A minha dúvida consiste em que não sei qual o significado do verbo em cursivo. É uma forma própria da escrita ou e comum também na fala coloquial? Eis aqui a frase:

A situação _repetir-se-ia_ em 24 de Novembro de 2010 durante o governo de José Sócrates.

Como é que constrói-se este tempo verbal?

Obrigado


----------



## Carfer

Fanaya said:


> Olá,
> 
> A minha dúvida consiste em que não sei qual o significado do verbo em cursivo. É uma forma própria da escrita ou *é* comum também na fala coloquial? Eis aqui a frase:
> 
> A situação _repetir-se-ia_ em 24 de Novembro de 2010 durante o governo de José Sócrates.
> 
> Como é que *se* constrói este tempo verbal?
> 
> Obrigado


 
O significado é a parte mais simples: é o verbo '_repetir_', com o mesmo significado em espanhol. O tempo é o condicional (futuro do pretérito) conjugado pronominalmente. Na sua fase de formação, o futuro e o condicional no português ( e julgo que também no espanhol) construíam-se com perífrases: infinitivo + verbo auxiliar _'haver_' (ex: _'cantar + hei_> _'cantarei', 'cantar' + 'hemos' > cantaremos)._ O pronome podia ser intercalado entre o infinitivo e o auxiliar _'haver_', característica que o português actual conservou.
A conjugação não é tão complicada como parece: infinitivo + pronome + desinência ['_ei', 'ás', 'á', 'emos', 'eis', 'ão'_ no futuro], ['_ia', 'ias', 'ia', 'íamos', 'íeis', 'iam'_ no condicional]. 
Há uma particularidade a ter em conta: quando os infinitivos terminam em _'r'_, _'s_' ou _'z',_ os pronomes atónos com função de complemento directo _'o', 'a','os','as',_ assumem a forma _'lo', 'la','los','las', _perdendo infinitivo o _'r'_, _'s_' ou _'z' ._ Exemplo: '_cantá-lo-ei, cantá-lo-ás, cantá-lo-á, cantá-lo-emos, cantálo-eis, cantá-lo-ão'._ A mesma regra vale para o condicional (_'cantá-lo-ia' ,_etc.).
Quanto ao uso: pouco frequente, senão mesmo ausente, da linguagem oral, salvo em contextos formais.
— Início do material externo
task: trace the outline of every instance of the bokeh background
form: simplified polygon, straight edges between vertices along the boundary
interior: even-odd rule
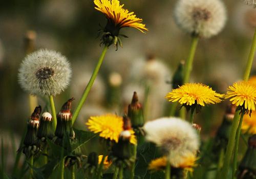
[[[107,52],[76,124],[80,129],[86,129],[84,122],[91,115],[123,115],[134,91],[137,92],[142,103],[147,101],[147,120],[168,115],[170,103],[164,97],[171,90],[169,83],[180,61],[187,57],[190,38],[174,22],[176,1],[120,1],[143,18],[149,31],[144,34],[134,29],[121,30],[129,37],[122,38],[123,48],[116,51],[111,47]],[[209,85],[222,93],[241,78],[256,27],[254,9],[239,1],[224,3],[227,24],[217,36],[200,40],[190,80]],[[28,32],[35,33],[36,49],[59,51],[70,61],[70,86],[55,100],[58,111],[74,97],[74,109],[102,49],[98,30],[105,25],[106,19],[94,7],[92,0],[1,1],[0,136],[7,148],[11,137],[18,144],[30,115],[28,94],[20,88],[17,77],[26,55],[24,40]],[[148,93],[148,98],[145,98],[145,93]],[[42,106],[47,105],[44,98],[38,101]],[[203,139],[214,135],[225,106],[225,102],[206,106],[196,115],[196,122],[203,126]],[[11,153],[9,155],[11,165]]]

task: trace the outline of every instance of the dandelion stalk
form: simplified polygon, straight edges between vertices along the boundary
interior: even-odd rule
[[[195,112],[196,110],[195,108],[192,108],[191,109],[190,115],[189,116],[189,122],[191,124],[193,123],[194,116],[195,115]]]
[[[131,173],[131,179],[134,178],[135,170],[135,163],[136,162],[136,156],[137,156],[137,145],[133,145],[133,155],[134,158],[134,161],[133,162],[132,164],[132,171]]]
[[[29,170],[29,178],[33,178],[33,165],[34,164],[34,156],[32,155],[30,158],[28,159],[28,162],[30,165],[30,169]]]
[[[237,135],[236,136],[236,144],[234,145],[234,158],[233,160],[233,173],[232,178],[236,178],[236,173],[237,173],[237,161],[238,161],[238,148],[239,146],[239,139],[240,138],[241,134],[241,129],[242,126],[242,123],[243,122],[243,118],[244,117],[244,113],[242,113],[240,120],[239,121],[239,124],[238,125],[238,128],[237,130]]]
[[[75,112],[74,113],[72,118],[72,124],[74,124],[74,123],[76,120],[76,118],[77,118],[78,114],[80,111],[81,110],[81,109],[82,108],[82,106],[83,105],[83,103],[84,103],[86,98],[87,98],[87,96],[88,96],[88,94],[91,90],[91,88],[92,88],[92,86],[93,85],[94,80],[95,80],[97,77],[97,75],[99,72],[100,66],[102,63],[102,61],[104,59],[104,57],[105,57],[105,55],[106,54],[107,50],[108,50],[108,46],[105,46],[104,47],[104,49],[103,49],[101,55],[100,55],[99,60],[98,61],[98,63],[97,63],[97,65],[95,68],[94,69],[94,70],[93,71],[93,74],[92,75],[92,76],[91,77],[89,82],[87,84],[87,86],[86,86],[84,91],[83,92],[82,97],[80,99],[80,101],[78,103],[78,105],[77,105],[77,107],[76,107],[76,109],[75,109]]]
[[[115,171],[114,172],[113,179],[117,179],[117,175],[118,175],[119,171],[119,167],[116,166],[116,167],[115,167]]]
[[[100,176],[101,175],[101,170],[102,170],[104,161],[106,158],[106,155],[103,155],[102,156],[102,159],[101,159],[101,161],[100,162],[100,164],[99,164],[99,169],[98,169],[98,175],[97,176],[97,178],[100,179]]]
[[[53,128],[55,130],[55,129],[56,128],[56,126],[57,126],[57,117],[56,116],[55,106],[54,105],[54,101],[53,101],[53,97],[52,96],[52,95],[50,95],[49,96],[49,101],[50,105],[51,105],[51,110],[52,114],[52,124]]]
[[[71,166],[71,179],[75,179],[75,165],[73,165]]]
[[[192,71],[193,61],[199,39],[198,36],[195,35],[192,35],[192,43],[191,44],[188,57],[187,58],[185,63],[185,73],[184,75],[183,83],[187,83],[189,81],[190,74]]]
[[[165,179],[170,179],[170,165],[169,161],[167,161],[166,167],[165,168]]]
[[[246,64],[245,73],[244,75],[243,80],[244,81],[248,81],[248,79],[250,76],[250,73],[251,70],[251,66],[252,65],[252,62],[253,61],[254,53],[255,50],[256,50],[256,29],[254,31],[253,38],[252,39],[252,43],[251,44],[251,49],[250,50],[250,53],[249,54],[249,57],[248,58],[247,63]],[[225,157],[224,159],[224,162],[223,164],[223,168],[222,168],[222,170],[221,173],[221,176],[223,178],[226,178],[227,175],[227,173],[228,172],[230,161],[232,153],[232,152],[233,151],[233,148],[234,147],[236,134],[237,132],[237,130],[238,129],[239,122],[239,112],[237,111],[235,114],[234,119],[233,120],[233,122],[232,123],[231,131],[229,134],[229,137],[228,139],[228,143],[227,144],[227,150],[226,151],[226,153],[225,155]]]

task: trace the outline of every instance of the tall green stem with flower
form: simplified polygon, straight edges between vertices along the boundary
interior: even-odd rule
[[[246,67],[245,71],[245,73],[243,77],[243,80],[245,81],[248,81],[250,76],[250,73],[252,65],[252,62],[253,61],[255,51],[256,51],[256,29],[255,29],[253,38],[252,39],[252,42],[251,44],[250,53],[249,54],[248,58],[246,64]],[[236,113],[233,123],[232,123],[231,131],[228,139],[228,143],[227,146],[227,150],[225,153],[225,157],[224,162],[223,164],[223,168],[222,168],[221,173],[221,176],[223,178],[227,177],[228,172],[228,168],[229,167],[230,161],[231,160],[233,149],[234,148],[236,134],[238,129],[238,123],[239,122],[239,113]]]
[[[98,75],[98,73],[99,72],[100,66],[102,63],[103,60],[104,59],[104,57],[105,57],[105,55],[106,54],[108,48],[108,46],[105,46],[105,47],[103,49],[101,55],[100,55],[99,60],[97,63],[96,66],[94,69],[94,70],[93,71],[93,74],[92,74],[92,76],[90,79],[90,81],[88,84],[87,84],[87,86],[86,86],[86,87],[84,91],[83,91],[83,93],[82,95],[82,97],[80,99],[77,107],[76,107],[75,112],[74,113],[72,118],[72,124],[74,124],[76,119],[77,118],[78,114],[80,111],[81,110],[81,109],[82,108],[82,106],[84,103],[84,102],[86,101],[87,96],[88,96],[88,94],[89,94],[89,92],[91,91],[91,89],[92,88],[92,86],[93,85],[93,83],[94,82],[94,81],[95,80],[97,75]]]

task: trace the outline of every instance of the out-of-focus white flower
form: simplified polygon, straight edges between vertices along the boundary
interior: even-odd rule
[[[195,154],[199,138],[191,124],[177,118],[162,118],[148,122],[143,127],[146,139],[160,147],[171,165],[178,166],[188,154]]]
[[[225,7],[220,0],[179,0],[174,17],[185,31],[204,38],[218,34],[227,19]]]
[[[39,50],[26,57],[18,77],[22,87],[30,94],[56,96],[69,85],[71,69],[60,53]]]

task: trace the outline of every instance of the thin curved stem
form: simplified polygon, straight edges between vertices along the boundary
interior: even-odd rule
[[[118,175],[118,172],[119,171],[119,167],[116,166],[115,167],[115,171],[114,172],[114,175],[113,176],[113,179],[117,179],[117,175]]]
[[[242,123],[243,122],[243,118],[244,117],[244,113],[242,113],[240,120],[239,121],[239,124],[238,125],[238,128],[237,130],[237,135],[236,136],[236,144],[234,145],[234,158],[233,160],[233,173],[232,175],[232,178],[236,178],[236,173],[237,173],[237,162],[238,162],[238,148],[239,147],[239,139],[240,138],[241,135],[241,128],[242,126]]]
[[[184,75],[183,83],[187,83],[189,81],[190,74],[192,71],[193,61],[195,57],[195,54],[197,50],[197,44],[199,37],[197,35],[192,36],[192,43],[191,44],[188,57],[186,60],[184,68]]]
[[[71,179],[75,178],[75,165],[71,166]]]
[[[238,128],[238,123],[239,122],[239,111],[237,111],[234,114],[233,122],[231,126],[230,132],[227,144],[227,150],[225,154],[225,159],[223,163],[223,167],[221,172],[219,173],[218,178],[227,178],[228,169],[229,168],[229,164],[231,160],[232,154],[233,154],[233,149],[234,145],[234,141],[236,138],[236,133]],[[220,175],[220,176],[219,175]]]
[[[53,97],[52,95],[49,96],[50,105],[51,105],[51,110],[52,111],[52,125],[53,129],[55,130],[57,125],[57,117],[56,116],[55,106],[54,105],[54,101],[53,101]]]
[[[100,164],[99,164],[99,169],[98,169],[98,175],[97,176],[97,178],[98,179],[100,178],[100,176],[101,175],[101,170],[102,170],[104,164],[104,161],[105,160],[105,158],[106,155],[103,155],[102,156],[102,159],[101,159],[101,162],[100,162]]]
[[[93,71],[93,74],[92,74],[92,76],[90,79],[90,81],[86,87],[84,91],[83,91],[83,93],[82,95],[82,97],[80,99],[79,102],[78,102],[78,105],[76,107],[75,112],[74,113],[73,118],[72,118],[72,124],[74,124],[75,121],[76,121],[77,117],[78,116],[78,114],[82,108],[82,105],[89,94],[90,91],[91,91],[91,88],[93,86],[93,83],[97,77],[97,75],[98,75],[98,73],[99,72],[99,69],[100,68],[100,66],[102,63],[104,57],[105,57],[105,55],[106,52],[106,50],[108,50],[108,46],[105,46],[103,49],[102,53],[101,53],[101,55],[99,58],[99,60],[98,61],[98,63]]]
[[[247,63],[246,64],[246,67],[245,68],[245,71],[244,74],[243,79],[245,81],[247,81],[250,76],[250,73],[251,69],[251,66],[252,65],[252,62],[253,61],[255,51],[256,50],[256,29],[255,29],[254,34],[253,35],[253,38],[252,39],[252,43],[251,44],[251,49],[250,50],[250,53],[249,53],[249,56],[248,57]]]
[[[167,161],[166,167],[165,168],[165,179],[170,179],[170,165],[169,161]]]

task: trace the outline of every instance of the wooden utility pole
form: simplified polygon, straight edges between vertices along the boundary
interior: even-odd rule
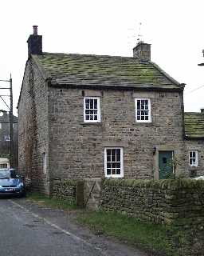
[[[13,91],[12,91],[12,78],[10,74],[10,168],[14,168],[14,115],[13,115]]]

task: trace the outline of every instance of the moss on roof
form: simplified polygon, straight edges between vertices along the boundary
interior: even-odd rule
[[[186,112],[184,114],[185,134],[190,138],[204,138],[204,114]]]
[[[135,58],[49,53],[33,58],[53,83],[181,88],[154,63]]]

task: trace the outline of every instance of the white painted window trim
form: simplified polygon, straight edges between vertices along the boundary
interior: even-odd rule
[[[120,174],[107,174],[107,150],[120,150]],[[123,178],[124,174],[124,149],[122,147],[105,147],[104,148],[104,174],[106,178]]]
[[[43,173],[46,174],[46,153],[42,153],[42,166],[43,166]]]
[[[138,120],[137,119],[137,101],[141,101],[141,100],[143,100],[143,101],[148,101],[148,120]],[[150,98],[135,98],[135,122],[151,122],[151,100]]]
[[[85,110],[86,99],[96,99],[97,100],[97,120],[86,120],[85,118]],[[84,97],[84,122],[100,122],[100,97]]]
[[[190,158],[190,152],[195,152],[195,158]],[[190,164],[190,159],[195,159],[195,163],[194,164]],[[198,150],[189,150],[188,152],[188,163],[190,166],[198,166]]]

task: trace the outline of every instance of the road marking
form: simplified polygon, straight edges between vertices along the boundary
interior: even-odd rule
[[[38,218],[40,220],[42,220],[43,222],[45,222],[46,224],[51,226],[52,227],[60,230],[61,232],[70,236],[73,240],[76,240],[77,242],[83,242],[84,243],[85,245],[87,245],[88,246],[90,246],[98,251],[100,251],[101,253],[101,254],[104,255],[104,256],[108,256],[108,254],[102,250],[102,249],[100,249],[100,247],[96,247],[96,246],[94,246],[92,244],[91,244],[90,242],[87,242],[86,240],[76,236],[76,234],[73,234],[73,233],[70,233],[69,232],[68,230],[64,230],[62,228],[61,228],[59,226],[54,224],[54,223],[52,223],[51,222],[49,222],[49,220],[47,220],[45,218],[43,218],[43,217],[40,217],[38,214],[36,214],[34,213],[33,213],[32,211],[30,211],[29,210],[26,209],[26,207],[21,206],[20,204],[18,204],[18,202],[11,200],[11,199],[9,199],[9,201],[13,203],[13,205],[21,208],[22,210],[23,210],[24,211],[27,212],[27,213],[29,213],[32,216],[33,216],[34,218]]]

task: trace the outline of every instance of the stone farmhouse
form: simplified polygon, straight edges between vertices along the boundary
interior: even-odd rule
[[[33,189],[204,172],[204,114],[184,114],[184,84],[151,61],[150,44],[133,57],[46,53],[37,26],[27,42],[18,160]]]
[[[18,167],[18,117],[13,115],[13,164]],[[0,168],[10,167],[10,114],[0,110]]]

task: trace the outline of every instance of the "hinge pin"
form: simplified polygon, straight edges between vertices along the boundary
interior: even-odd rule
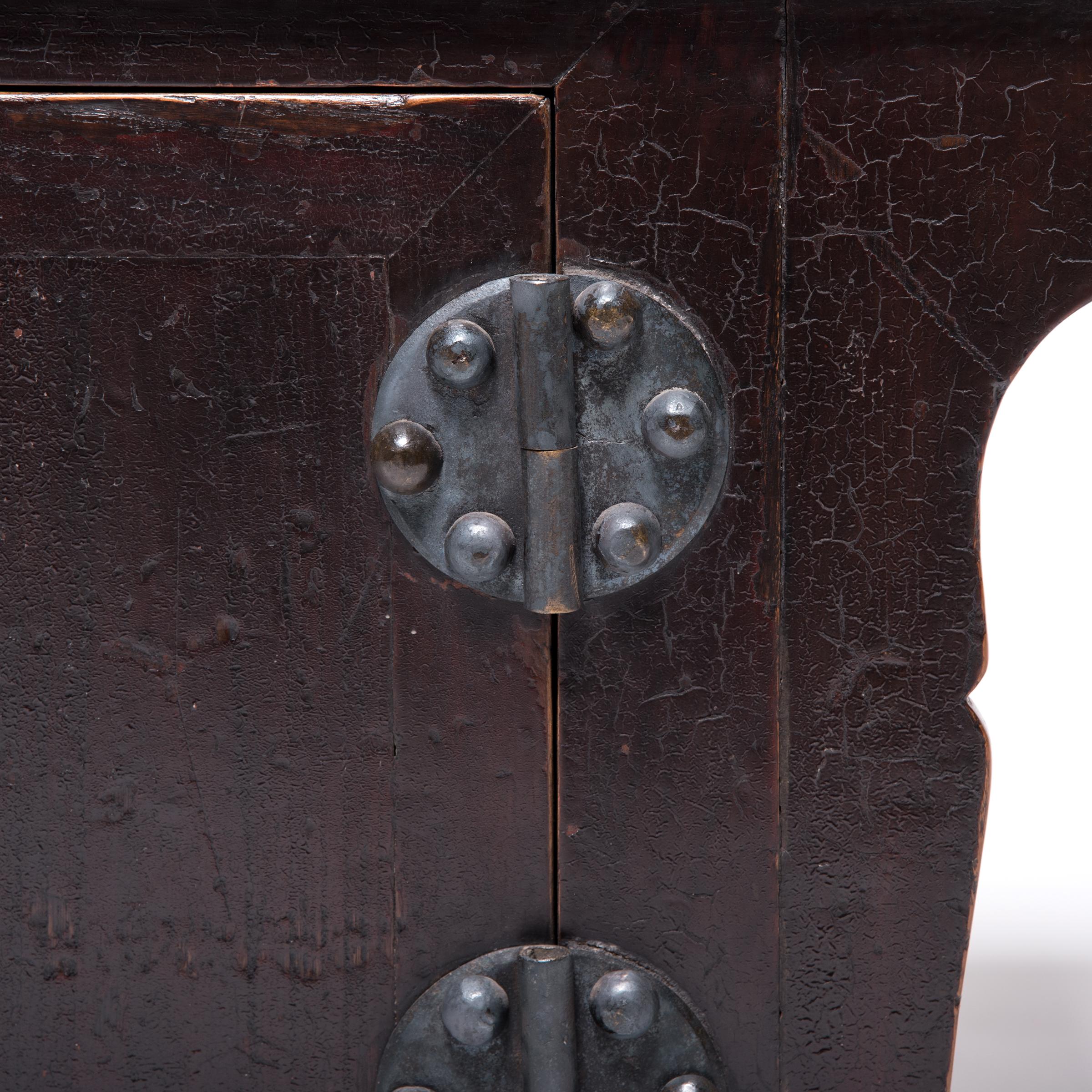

Frequente no idioma escrito, praticamente obrigatório se o texto for formal.


----------



## vemcaluisa

No Brasil não se encontra uso dessa forma, eu diria que ele é 0%.
Mas a regra continua na orografia.
É uma regra de colocação pronominal, futuro = mesóclises.
segundo alguns autores, o futuro não existe, ele é a combinação de infinitivo + verbo auxiliar

ex. mandar + hei = mandarei
logo, o verbo no infinitivo atraí o pronome e ficaria *mandar-te-ei*, equivalente a *vou te mandar*.

mais ou menos isso.

Colocação pronominal: http://forum.wordreference.com/showthread.php?t=483221
Colocação pronominal cm futuro: http://forum.wordreference.com/showthread.php?t=1509472&highlight=colocacao+pronominal


----------



## vemcaluisa

postei junto com o carfer, e a explicação dele ficou bem melhor que a minha... mas pelo menos ficam os links pra contribuir.


----------



## WhoSoyEu

Poder-se-ia até dizer que no Brasil a mesóclise não é utilizada, mas isso não corresponderia à realidade...


----------



## vf2000

Exagero dizer que no Brasil o uso é 0% É verdade que ultimamente só se usa na linguagem escrita e nem todo mundo sabe usar, mas se o texto for formal, é obrigatório mesmo.
Espero ter ajudado,
AXÉ


----------



## Istriano

Manual da Folha de São Paulo proibe o uso de mesóclise no jornal.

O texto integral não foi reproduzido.